A Rio 2016 é a quinta Olimpíada no currículo de Walsh, que competiu em Sydney 2000 a sua primeira, no vôlei de quadra, terminando em quarto lugar. Esta será a sua quarta vez no vôlei de praia e, desde Atenas 2004, passando por Pequim 2008 e Londres 2012, ela nunca perdeu uma partida sequer. Ao lado de May, sua parceira por 11 anos nas areias, a americana de 38 anos conquistou o tricampeonato olímpico, e uma impressionante sequência de 21 vitórias.
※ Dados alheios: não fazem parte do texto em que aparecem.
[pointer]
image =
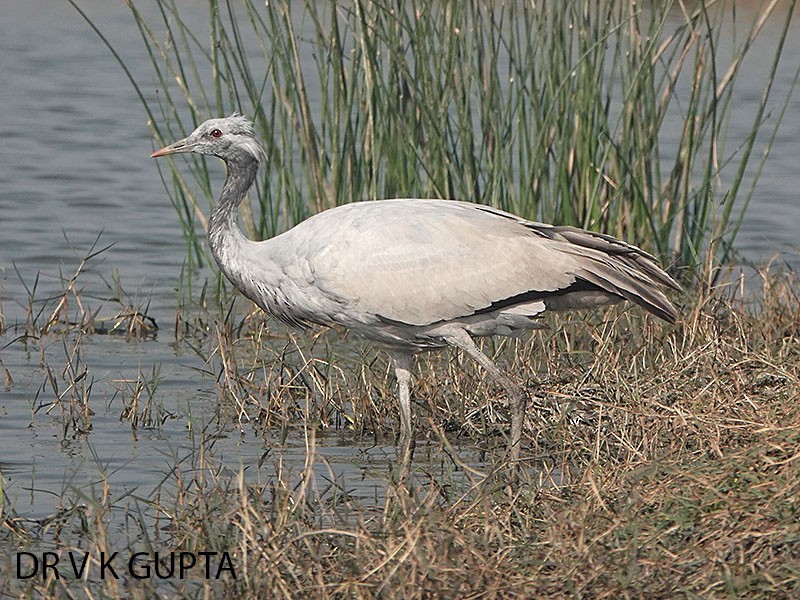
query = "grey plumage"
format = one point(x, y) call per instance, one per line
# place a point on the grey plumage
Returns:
point(414, 273)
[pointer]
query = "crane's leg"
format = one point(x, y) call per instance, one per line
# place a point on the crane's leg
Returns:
point(517, 398)
point(402, 369)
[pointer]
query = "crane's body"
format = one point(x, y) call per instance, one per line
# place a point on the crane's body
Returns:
point(417, 273)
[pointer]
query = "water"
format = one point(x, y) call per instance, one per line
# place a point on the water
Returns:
point(75, 164)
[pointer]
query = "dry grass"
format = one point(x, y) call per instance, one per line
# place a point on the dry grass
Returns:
point(661, 462)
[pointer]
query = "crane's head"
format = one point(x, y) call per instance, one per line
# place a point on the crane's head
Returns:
point(229, 138)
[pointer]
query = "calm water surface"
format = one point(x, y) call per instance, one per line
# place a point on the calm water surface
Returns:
point(75, 164)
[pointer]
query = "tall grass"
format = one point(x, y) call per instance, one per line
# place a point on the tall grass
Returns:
point(608, 115)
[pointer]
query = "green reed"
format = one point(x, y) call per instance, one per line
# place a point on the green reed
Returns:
point(558, 111)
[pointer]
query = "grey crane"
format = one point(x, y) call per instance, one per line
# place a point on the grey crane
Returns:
point(416, 274)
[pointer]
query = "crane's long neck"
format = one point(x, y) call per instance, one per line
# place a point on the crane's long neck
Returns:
point(231, 249)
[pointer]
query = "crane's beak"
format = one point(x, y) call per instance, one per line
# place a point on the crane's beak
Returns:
point(176, 148)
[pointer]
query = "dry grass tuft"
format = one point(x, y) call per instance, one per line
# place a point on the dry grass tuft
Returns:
point(660, 462)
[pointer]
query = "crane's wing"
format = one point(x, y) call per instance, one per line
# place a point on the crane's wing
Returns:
point(420, 262)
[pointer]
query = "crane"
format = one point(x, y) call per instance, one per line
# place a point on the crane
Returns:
point(417, 274)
Walsh chegou a 26, somando as disputas com April, de 36 anos, em sua segunda participação nos Jogos, depois de faturar a medalha de prata ao lado de Jennifer Kessy em Londres. A dupla se uniu em 2013 e foi logo alçada ao posto de favorita nos Jogos Olímpicos. Mas, um susto, em julho do ano passado, por pouco não as deixou fora do Rio. Kerri deslocou o ombro direito justamente em um jogo contra Ágatha e Bárbara Seixas. Mesmo machucada, a americana alcançou a vitória. Precisou se submeter a uma cirurgia, foi dúvida, mas, se recuperou a tempo. Só não contava em encontrar a potência verde e amarela para dar fim ao histórico de vitórias.
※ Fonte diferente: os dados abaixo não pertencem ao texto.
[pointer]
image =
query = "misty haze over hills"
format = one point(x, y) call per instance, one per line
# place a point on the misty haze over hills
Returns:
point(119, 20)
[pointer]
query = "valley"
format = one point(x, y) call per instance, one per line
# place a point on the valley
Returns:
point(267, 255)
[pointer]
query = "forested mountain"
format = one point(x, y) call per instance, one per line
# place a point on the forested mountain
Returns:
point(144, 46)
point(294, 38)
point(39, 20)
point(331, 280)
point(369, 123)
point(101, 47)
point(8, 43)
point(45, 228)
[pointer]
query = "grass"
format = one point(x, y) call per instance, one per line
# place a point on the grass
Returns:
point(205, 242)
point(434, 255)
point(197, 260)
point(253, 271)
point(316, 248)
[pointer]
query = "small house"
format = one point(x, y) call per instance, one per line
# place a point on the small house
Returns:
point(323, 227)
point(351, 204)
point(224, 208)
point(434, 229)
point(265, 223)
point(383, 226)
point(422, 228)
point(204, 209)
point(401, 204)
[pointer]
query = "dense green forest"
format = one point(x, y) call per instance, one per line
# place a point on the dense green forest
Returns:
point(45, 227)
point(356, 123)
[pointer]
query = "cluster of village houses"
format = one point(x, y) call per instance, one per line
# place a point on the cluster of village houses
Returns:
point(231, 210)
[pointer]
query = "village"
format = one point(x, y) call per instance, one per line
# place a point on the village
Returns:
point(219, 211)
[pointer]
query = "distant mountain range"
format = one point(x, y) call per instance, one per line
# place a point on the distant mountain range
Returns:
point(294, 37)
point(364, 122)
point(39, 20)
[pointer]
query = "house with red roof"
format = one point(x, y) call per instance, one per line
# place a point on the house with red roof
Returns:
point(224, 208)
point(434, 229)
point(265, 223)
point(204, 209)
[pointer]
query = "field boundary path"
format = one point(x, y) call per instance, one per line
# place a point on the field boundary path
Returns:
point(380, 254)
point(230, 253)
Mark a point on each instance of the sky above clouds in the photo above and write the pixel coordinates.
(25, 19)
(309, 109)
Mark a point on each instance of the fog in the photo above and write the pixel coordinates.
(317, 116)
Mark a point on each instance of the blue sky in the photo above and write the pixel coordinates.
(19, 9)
Se quiser subir ao pódio, terá de vencer Larissa, uma velha conhecida. A capixaba, que ficou nove anos ao lado de Juliana e se aposentou após Londres 2012, voltou movida pelo sonho do ouro olímpico. Fechou a parceria com Talita em 2014 e a sintonia entre as duas ficou nítida logo nas primeiras etapas que disputaram no Circuito Mundial. Elas foram campeãs de quatro etapas seguidas naquele ano (Áustria, Polônia, Brasil e Argentina) e também venceram o Circuito Brasileiro de 2014/2015, com títulos em sete das nove etapas disputadas.
No ano passado, Larissa e Talita somaram seis ouros no Circuito Mundial, inclusive no World Tour Finals, que reúne as melhores equipes da temporada. A capixaba e a sul-mato-grossense de Aquidauana ficaram 61 partidas sem perder em 2015. Por esta razão, a frustração em parar nas semifinais foi algo difícil de ser digerido. Porém, Talita deu o mérito da vitória para as alemãs e espera voltar ainda melhor para a disputa da medalha de bronze.
– Elas mereceram, vão jogar a final. Isso não quer dizer que pra nós acabou. A medalha é a motivação. Eram sete finais, perdemos uma, mas tem outro jogo. Essa torcida merece. E não é só por eles: é por nós, por quem está com a gente. É fácil achar motivação. Não é difícil, não. – Há uma frustração. É uma frustração grande. Mas isso não acaba com o que construímos e ainda vamos construir. Quando tem uma derrota, tem que partir para a próxima. Não quer dizer o fim: quer dizer que alguém foi melhor do que você naquele dia. Elas hoje foram melhores e mereceram. É um time bom, que está em boa fase, e tiveram todo o mérito. Não jogamos tão bem. No primeiro set, a gente estava dominando, jogando bem, e deixamos que elas dominassem. O esporte é feito de vitórias e derrotas.